Boswell, NS, & Bauer, W. Noninvasive electrical stimulation for the treatment of radiotherapy side effects. American Journal of Electromedicine, 2(3), 1985. Presented at the International Conference on Head and Neck Cancer, Baltimore, Maryland, July, 1984.
Pain, dry mouth, and dysphagia are still present in nearly every patient undergoing radiotherapy, and interruption of treatments for rest periods is still the rule for a large percentage of patients. This is an original investigation using the Alpha-Stim for the treatment and prevention of radiation side effects in 10 male patients undergoing up to 22 radiation therapy sessions with a 4 megavolt cobalt linear accelerator for squamous cell carcinoma of the oropharynx, and 13 matched control subjects at the Veterans Administration Medical Center in Cleveland, Ohio. Once Alpha-Stim therapy was initiated using 50 to 500 µA at 0.5 Hz, within 4 hours of radiation, no interruption of radiotherapy was necessary. In addition those having symptoms from radiation before Alpha-Stim was begun were markedly palliated. All patients were treated until their symptoms were reduced to zero or close to it. One year follow-up indicates that patients remain pain free if there is no return of tumor. In contrast, 9 of the 13 patients in the control group had radiation interrupted because of radiotherapy side-effects. Pain with mucositis was the most common complaint in the control group.
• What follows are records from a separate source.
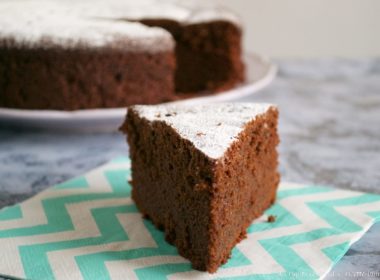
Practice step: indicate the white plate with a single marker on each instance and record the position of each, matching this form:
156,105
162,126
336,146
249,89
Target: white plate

The authors also address the question of effects of electrical stimulation on the tumor itself, "In the low frequency and low energy range, which we are using, there is a growing literature of tumor regression and reversibility of tumor cells." They warn, "It should be emphasized that the term electricity is generic. Just as digitalis and codeine are both pills, they are totally different in effect and action." Accordingly, future research must carefully define the electrical characteristics and devices which are used.